I'm covered in shame and disappointment beside rain water, even my uniform jacket is wet and I had to take it off too to put in on the class heater. <<Good Morning Akisame>>
A jacket is put on my shoulder followed by a warm voice and I'm paralyzed, hearing the person I disappointed right behind me.
He slowly walks around my desk leaning on with his hands on it and I raise my eyes meeting his, nobody notices my little moment with Todoroki...they're all too caught up in chatting like a normal class would do before the lesson start, all except Bakugo's burning eyes on me from the corner for the classroom. <<Morning, Todoroki>>
<<No Roki today? Not even Shoto? I liked it you know>> he smiles but I feel tears forming on the corner of my eyes, deeply ashamed, and I look at the floor bowing my head to him. <<I heard you and your little speeches every time you came to see me, I was just a little too weak to answer>> I try to suppress a sob that unfortunately doesn't pass unnoticed by him and he bends down a little and puts a hand under my chin to make me look at him.<<Ame, you were unconscious on a nursery bed after an extremely violent fight, do you really think I could be mad at you for that? Also, maybe you weren't there physically, but mentally I knew you were cheering for me, I heard you voice in the back of my head telling me what to do>>
<<Well I was saying bullshit since you lost, shouldn't have listened to me>> I sigh remembering the sight of him unconscious on the ring and he gives me a little comfort smile before continuing.<<Well that's true, but you were there, I even saw you the last few minutes, and I really appreciate how much you care about me, but you really shouldn't put our friendship on such a high stand, I should be the one thanking you>>
<
<Don't have to, it's normal for me, not a duty or something like that, so it's fine>>
<<Then you have to be "fine" Too, ok? We're on very good terms believe me, and just keep my jacket until yours doesn't dry>>
<<You could just dry it with your newly unlocked quirk>> I smile and he shakes his head. <<I couldn't take care of you then, and that's what friends do right? You take care of me I do the same for you>> I smile getting up from my seat and I jump on him hugging him tightly.

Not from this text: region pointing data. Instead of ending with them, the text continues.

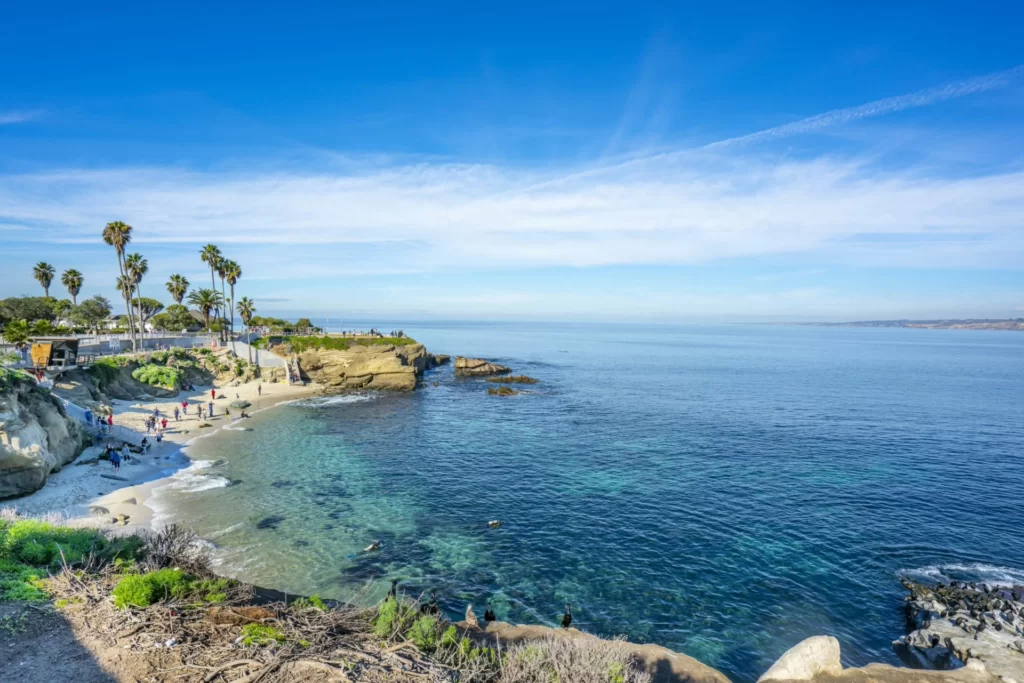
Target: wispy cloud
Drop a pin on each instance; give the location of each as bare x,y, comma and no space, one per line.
19,116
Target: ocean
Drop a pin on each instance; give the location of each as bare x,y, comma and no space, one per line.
724,491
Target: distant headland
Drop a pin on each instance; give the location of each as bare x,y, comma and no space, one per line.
950,324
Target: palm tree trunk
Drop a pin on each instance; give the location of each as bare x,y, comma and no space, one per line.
127,297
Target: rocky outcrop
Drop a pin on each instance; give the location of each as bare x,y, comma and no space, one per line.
477,368
950,626
376,367
806,659
664,665
37,437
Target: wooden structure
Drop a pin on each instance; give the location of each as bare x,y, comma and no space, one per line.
53,352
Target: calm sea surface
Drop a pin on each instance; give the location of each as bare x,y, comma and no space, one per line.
722,491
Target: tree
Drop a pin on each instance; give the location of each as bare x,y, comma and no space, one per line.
232,271
211,256
146,308
16,333
246,310
206,301
72,280
44,273
118,235
174,318
178,287
92,312
61,309
136,267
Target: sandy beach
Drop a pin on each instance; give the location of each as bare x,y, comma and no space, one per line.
84,491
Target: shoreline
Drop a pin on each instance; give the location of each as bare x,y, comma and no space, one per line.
86,496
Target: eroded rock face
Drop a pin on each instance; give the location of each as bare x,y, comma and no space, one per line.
807,659
477,367
963,623
382,368
36,438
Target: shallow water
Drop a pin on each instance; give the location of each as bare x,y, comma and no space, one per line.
722,491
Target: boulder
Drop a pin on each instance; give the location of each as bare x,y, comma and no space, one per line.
477,367
37,437
810,657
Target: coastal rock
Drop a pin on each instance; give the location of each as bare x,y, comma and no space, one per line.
477,367
377,367
37,437
665,666
965,624
808,658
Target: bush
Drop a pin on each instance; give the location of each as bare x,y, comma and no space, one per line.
261,634
144,589
155,375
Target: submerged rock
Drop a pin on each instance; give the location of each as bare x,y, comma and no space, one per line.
477,367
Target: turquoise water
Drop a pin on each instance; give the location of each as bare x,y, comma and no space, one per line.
723,491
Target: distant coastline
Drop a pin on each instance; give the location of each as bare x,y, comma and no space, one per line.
951,324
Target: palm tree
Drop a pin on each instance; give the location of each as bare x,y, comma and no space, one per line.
72,280
246,310
16,333
136,267
44,273
177,286
206,301
232,271
211,256
118,235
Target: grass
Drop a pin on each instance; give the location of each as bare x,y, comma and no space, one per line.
513,379
31,549
261,634
162,376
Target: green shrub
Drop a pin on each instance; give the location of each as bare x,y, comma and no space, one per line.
144,589
261,634
162,376
424,634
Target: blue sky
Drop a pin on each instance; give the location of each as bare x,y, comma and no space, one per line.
580,162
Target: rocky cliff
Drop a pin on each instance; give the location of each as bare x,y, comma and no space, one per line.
36,435
381,367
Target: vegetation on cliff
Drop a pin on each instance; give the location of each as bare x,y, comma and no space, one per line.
155,596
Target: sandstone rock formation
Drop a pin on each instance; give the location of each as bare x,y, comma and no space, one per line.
963,623
477,368
664,665
377,367
806,659
36,436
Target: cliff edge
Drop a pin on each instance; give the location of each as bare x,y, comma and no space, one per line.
36,435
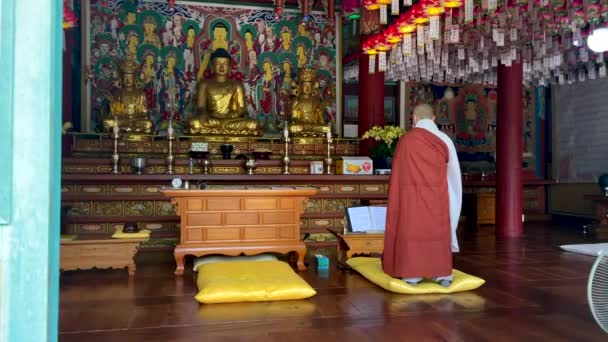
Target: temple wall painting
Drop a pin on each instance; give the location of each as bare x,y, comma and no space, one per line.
173,48
467,114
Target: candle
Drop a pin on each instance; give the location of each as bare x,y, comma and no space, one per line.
170,129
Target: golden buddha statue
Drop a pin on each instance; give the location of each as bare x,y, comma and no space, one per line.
307,113
220,103
128,104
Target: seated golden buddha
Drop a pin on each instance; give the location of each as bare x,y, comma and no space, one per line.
307,114
128,104
220,103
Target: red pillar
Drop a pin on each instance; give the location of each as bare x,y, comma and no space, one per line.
371,100
509,149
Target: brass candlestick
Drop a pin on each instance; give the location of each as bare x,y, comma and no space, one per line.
206,165
115,156
286,156
251,165
170,158
329,160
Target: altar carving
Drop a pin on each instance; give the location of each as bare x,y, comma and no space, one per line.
128,104
220,103
307,110
251,220
174,51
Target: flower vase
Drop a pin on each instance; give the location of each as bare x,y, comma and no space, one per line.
382,162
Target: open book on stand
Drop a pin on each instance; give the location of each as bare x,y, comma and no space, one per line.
365,219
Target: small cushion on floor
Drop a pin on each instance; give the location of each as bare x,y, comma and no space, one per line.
250,281
371,268
593,249
207,259
142,234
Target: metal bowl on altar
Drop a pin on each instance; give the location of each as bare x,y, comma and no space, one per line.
138,165
199,154
261,155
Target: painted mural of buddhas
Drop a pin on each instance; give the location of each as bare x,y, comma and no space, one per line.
324,58
267,91
219,39
168,36
288,66
302,30
191,31
178,29
131,37
285,31
147,57
104,46
302,48
151,22
472,121
327,93
249,33
171,86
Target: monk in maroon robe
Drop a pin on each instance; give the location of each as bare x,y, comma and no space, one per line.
423,208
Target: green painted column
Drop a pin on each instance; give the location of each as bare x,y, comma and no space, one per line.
30,168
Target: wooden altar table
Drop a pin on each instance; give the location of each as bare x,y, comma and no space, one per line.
231,221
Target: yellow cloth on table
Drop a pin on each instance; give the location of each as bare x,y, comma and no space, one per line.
371,268
250,281
142,234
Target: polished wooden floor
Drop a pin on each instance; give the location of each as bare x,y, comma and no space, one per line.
534,292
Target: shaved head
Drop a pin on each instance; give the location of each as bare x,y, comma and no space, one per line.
424,111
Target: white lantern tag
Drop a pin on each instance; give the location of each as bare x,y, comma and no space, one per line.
420,36
383,15
382,61
468,11
492,5
372,64
434,27
394,7
455,35
513,35
500,38
407,44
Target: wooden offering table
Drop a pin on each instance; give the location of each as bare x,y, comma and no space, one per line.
353,244
231,221
86,253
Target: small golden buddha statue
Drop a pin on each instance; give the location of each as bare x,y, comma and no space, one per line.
220,103
307,113
128,104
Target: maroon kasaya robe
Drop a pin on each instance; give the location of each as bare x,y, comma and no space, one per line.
417,234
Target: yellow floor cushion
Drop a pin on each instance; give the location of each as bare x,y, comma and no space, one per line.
250,281
371,268
207,259
142,234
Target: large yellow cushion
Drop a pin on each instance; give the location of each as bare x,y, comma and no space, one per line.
142,234
371,268
250,281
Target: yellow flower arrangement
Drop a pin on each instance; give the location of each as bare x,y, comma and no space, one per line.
387,136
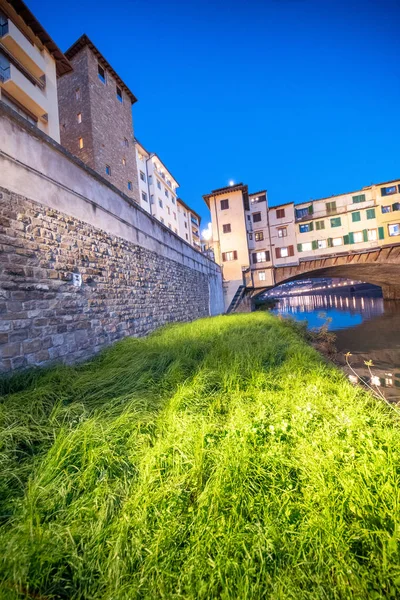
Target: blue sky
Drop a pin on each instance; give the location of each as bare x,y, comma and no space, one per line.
299,97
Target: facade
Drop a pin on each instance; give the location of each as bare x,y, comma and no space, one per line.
96,117
250,239
30,64
158,196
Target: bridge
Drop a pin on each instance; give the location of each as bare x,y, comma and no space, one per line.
379,266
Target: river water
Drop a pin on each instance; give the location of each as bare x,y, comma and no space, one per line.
364,324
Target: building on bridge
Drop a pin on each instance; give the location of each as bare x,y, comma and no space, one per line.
259,246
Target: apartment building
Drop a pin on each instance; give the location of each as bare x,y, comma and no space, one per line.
229,207
96,117
157,187
259,240
30,64
189,224
283,235
158,196
387,196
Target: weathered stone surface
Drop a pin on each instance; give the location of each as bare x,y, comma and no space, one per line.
127,290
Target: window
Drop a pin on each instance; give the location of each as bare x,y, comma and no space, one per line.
224,204
330,207
394,229
388,191
306,247
227,256
101,73
261,257
282,232
306,227
303,212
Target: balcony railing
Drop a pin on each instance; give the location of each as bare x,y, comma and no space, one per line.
4,74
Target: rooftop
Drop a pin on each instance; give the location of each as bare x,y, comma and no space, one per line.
85,41
63,65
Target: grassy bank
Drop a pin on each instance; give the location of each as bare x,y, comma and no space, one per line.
218,459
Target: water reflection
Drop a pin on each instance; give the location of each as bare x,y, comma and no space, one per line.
343,311
366,326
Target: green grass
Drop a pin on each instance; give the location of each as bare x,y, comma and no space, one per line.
217,459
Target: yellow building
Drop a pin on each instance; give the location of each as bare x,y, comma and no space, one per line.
388,211
30,63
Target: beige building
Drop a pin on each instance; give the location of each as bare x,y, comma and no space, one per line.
30,63
228,207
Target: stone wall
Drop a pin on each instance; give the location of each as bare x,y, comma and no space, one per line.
125,290
59,218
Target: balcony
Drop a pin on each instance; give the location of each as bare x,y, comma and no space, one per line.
29,55
23,91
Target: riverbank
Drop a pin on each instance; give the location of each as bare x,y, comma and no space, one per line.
218,459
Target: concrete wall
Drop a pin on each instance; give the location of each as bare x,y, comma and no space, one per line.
59,218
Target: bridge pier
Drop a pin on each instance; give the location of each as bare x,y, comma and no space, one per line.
391,292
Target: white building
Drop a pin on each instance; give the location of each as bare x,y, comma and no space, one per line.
157,194
30,63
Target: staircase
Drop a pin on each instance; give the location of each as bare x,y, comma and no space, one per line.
237,298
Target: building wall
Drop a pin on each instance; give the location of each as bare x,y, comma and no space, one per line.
288,241
387,221
106,127
27,49
60,220
234,241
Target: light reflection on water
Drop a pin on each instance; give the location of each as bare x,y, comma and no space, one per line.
344,311
366,326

I feel like I could fly, the past days I had such a heavy guilt on my chest, I never liked to be on bad terms with people, that's why I never accepted my relationship with Bakugo, but now that I'm good with Shoto I just feel...wow.
Not being able to talk to him knowing that I also couldn't do anything to make up for my absence, that was a hard lunch in the stomach, but being here now, hugging him, I feel like I just made ammends with my big brother, I guess that's how it is to have an actual brother, someone you can joke around with and also sometimes feel bad for, and I'm happy that life gave me him as a "brother", be used I think both of us needed it.
And with every second that passes by, I feel his little ice hear melting with my presence.